The country’s forex reserves reached USD3.2 trillion in December, a gain of USD38 billion from November, the State Administration of Foreign Exchange said yesterday.
Last month, China's foreign exchange market was stable with orderly transactions, Wang Chunying, the SAFE’s deputy director and spokesperson, said at a press briefing.
The US dollar index, which measures the value of the US dollar relative to a basket of foreign currencies, continued its downward trend, depreciating by a further 2.1 percent in December. The euro, by contrast, rose 2.4 percent, the British pound appreciated 2.6 percent, the Japanese yen was up 1 percent and the Chinese yuan strengthened 0.46 percent.
Growing trade and greater cross-border capital inflows helped boost the forex coffers in December, said Wen Bin, chief analyst at China Minsheng Bank. As major global economies recover from the impact of Covid-19 this will help raise international orders and benefit China’s exports.

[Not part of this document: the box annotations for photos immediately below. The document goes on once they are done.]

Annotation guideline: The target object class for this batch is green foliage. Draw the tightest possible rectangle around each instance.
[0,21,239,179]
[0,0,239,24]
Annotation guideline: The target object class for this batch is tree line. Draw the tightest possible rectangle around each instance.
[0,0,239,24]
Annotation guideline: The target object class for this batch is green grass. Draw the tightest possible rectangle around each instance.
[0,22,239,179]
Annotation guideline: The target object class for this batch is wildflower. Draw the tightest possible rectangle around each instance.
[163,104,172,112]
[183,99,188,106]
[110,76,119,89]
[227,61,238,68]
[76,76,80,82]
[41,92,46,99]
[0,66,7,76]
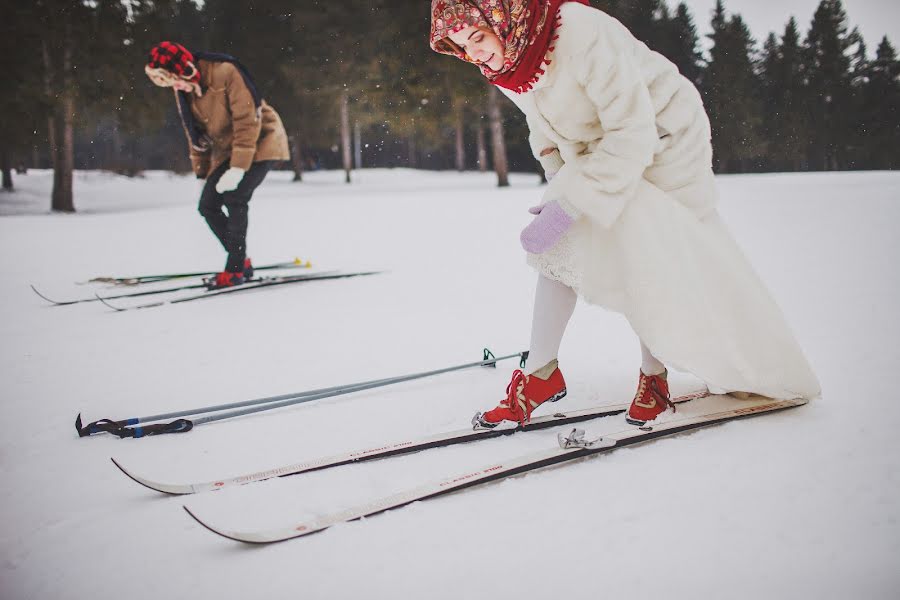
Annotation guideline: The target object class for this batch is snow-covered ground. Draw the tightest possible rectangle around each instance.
[0,170,900,600]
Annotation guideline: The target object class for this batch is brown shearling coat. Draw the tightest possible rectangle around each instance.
[188,60,290,179]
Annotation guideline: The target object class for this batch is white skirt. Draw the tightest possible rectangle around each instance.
[528,180,820,399]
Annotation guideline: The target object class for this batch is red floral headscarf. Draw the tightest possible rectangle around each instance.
[431,0,588,94]
[146,42,200,83]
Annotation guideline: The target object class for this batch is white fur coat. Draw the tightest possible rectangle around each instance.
[504,3,819,398]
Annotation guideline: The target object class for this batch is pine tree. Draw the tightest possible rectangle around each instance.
[859,36,900,169]
[702,0,765,172]
[804,0,858,170]
[760,17,809,171]
[666,2,703,85]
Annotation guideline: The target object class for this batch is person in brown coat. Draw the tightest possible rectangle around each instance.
[144,42,289,289]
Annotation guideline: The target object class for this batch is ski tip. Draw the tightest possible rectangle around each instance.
[75,413,90,437]
[109,457,193,496]
[181,504,261,544]
[28,284,59,304]
[94,294,125,312]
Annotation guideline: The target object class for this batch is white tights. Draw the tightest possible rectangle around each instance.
[528,275,665,375]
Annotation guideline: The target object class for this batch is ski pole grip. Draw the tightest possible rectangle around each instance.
[128,419,194,438]
[482,348,497,369]
[75,413,137,437]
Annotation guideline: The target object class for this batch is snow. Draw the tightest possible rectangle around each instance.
[0,170,900,599]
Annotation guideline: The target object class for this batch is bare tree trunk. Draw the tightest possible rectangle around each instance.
[353,121,362,169]
[341,90,353,183]
[52,22,75,212]
[488,84,509,187]
[290,127,303,181]
[455,103,466,172]
[406,133,419,169]
[41,39,61,206]
[0,148,13,192]
[475,120,487,173]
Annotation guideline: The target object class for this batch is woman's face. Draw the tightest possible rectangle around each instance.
[450,26,503,71]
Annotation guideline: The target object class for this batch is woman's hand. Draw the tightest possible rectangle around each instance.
[216,167,244,194]
[519,201,575,254]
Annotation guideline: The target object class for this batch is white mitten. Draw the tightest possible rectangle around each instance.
[216,167,245,194]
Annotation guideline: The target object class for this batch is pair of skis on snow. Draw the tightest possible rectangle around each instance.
[113,392,806,544]
[31,259,379,312]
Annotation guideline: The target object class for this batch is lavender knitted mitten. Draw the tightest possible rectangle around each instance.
[519,201,575,254]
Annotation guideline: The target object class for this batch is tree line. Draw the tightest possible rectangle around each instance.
[0,0,900,211]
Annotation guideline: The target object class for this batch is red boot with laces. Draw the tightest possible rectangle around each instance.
[204,271,244,290]
[472,359,566,429]
[625,371,675,427]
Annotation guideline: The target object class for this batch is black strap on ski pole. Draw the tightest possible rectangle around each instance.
[75,413,129,437]
[75,413,194,439]
[110,419,194,439]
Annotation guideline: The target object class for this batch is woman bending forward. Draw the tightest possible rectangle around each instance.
[431,0,820,428]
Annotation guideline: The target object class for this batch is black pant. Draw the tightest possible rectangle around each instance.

The People’s Bank of China has taken a series of measures since last October to encourage the use of the yuan in international markets and boost the two-way balanced flows of cross-border funds in order to stabilize the yuan and avoid unilateral appreciation.

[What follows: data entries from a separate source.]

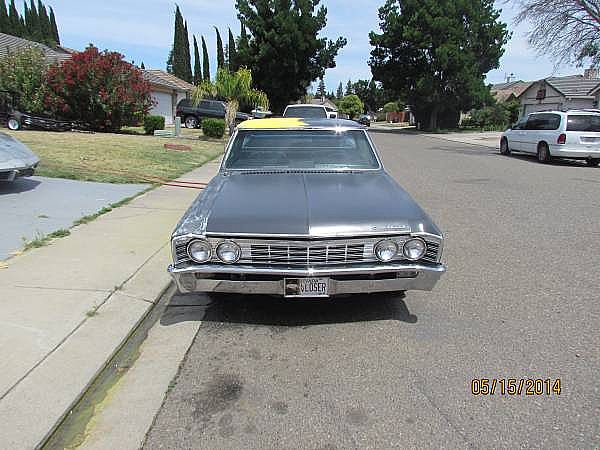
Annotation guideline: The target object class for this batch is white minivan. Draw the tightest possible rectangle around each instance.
[500,110,600,166]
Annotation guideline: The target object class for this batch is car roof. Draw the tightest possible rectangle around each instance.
[238,117,366,130]
[286,103,327,108]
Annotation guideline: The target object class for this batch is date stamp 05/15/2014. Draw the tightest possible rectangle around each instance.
[471,378,562,396]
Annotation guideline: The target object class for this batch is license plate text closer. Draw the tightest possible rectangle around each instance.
[285,278,329,297]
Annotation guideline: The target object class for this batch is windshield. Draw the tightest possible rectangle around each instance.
[225,130,379,170]
[567,114,600,132]
[283,106,327,119]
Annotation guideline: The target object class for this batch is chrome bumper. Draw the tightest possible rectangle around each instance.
[168,264,446,295]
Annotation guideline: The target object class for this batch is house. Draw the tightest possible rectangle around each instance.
[142,69,194,125]
[490,80,532,102]
[0,33,73,63]
[518,69,600,115]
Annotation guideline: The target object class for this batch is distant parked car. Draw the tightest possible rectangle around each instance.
[500,110,600,166]
[0,91,72,131]
[356,114,371,127]
[176,99,252,128]
[0,132,40,182]
[283,103,338,119]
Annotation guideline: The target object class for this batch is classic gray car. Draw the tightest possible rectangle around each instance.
[0,132,40,181]
[168,119,445,297]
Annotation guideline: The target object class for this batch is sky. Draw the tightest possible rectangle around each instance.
[45,0,583,91]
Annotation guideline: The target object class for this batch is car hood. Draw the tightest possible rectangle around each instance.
[174,171,441,237]
[0,133,40,170]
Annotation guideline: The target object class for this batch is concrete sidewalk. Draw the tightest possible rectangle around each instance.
[0,160,219,449]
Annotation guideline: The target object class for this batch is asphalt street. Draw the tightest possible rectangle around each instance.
[0,176,148,260]
[145,133,600,449]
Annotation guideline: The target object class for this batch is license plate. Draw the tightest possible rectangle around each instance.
[285,278,329,297]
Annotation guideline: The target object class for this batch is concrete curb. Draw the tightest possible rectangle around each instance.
[0,160,219,449]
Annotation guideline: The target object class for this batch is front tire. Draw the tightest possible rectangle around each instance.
[500,138,510,155]
[537,142,552,164]
[185,116,198,128]
[6,117,21,131]
[585,158,600,167]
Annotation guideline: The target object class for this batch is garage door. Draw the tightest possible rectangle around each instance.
[150,92,173,125]
[523,103,561,116]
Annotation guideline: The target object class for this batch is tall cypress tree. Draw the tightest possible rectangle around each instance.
[201,36,210,81]
[227,28,239,72]
[215,27,225,69]
[50,6,60,45]
[183,22,194,83]
[194,36,202,85]
[167,6,186,79]
[38,0,51,47]
[25,0,43,42]
[0,0,10,33]
[8,0,23,37]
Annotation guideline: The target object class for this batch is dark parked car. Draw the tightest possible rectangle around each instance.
[0,91,72,131]
[356,114,371,127]
[176,99,251,128]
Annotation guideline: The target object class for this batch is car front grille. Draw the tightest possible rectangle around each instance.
[173,235,441,267]
[248,242,365,266]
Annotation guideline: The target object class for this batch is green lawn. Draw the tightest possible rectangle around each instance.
[2,129,225,183]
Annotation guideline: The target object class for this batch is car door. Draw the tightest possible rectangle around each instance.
[521,113,544,153]
[504,117,527,151]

The central bank cut the reserve ratio for forward forex sales to zero on Oct. 12. Previously, financial institutions had been required to deposit 20 percent of such sales with the central bank to mitigate risk.
It faded out the use of the counter-cyclical factor in yuan pricing, it lowered the upper limit for financial firms’ overseas borrowing to 1 from 1.25 and it raised the limit on lending abroad by domestic firms to a coefficient of 0.5 from 0.3.
The increase in overseas lending will encourage yuan outflows and reduce currency appreciation pressures to some extent, said Tang Jianwei, chief researcher at Bank of Communications' Financial Research Center.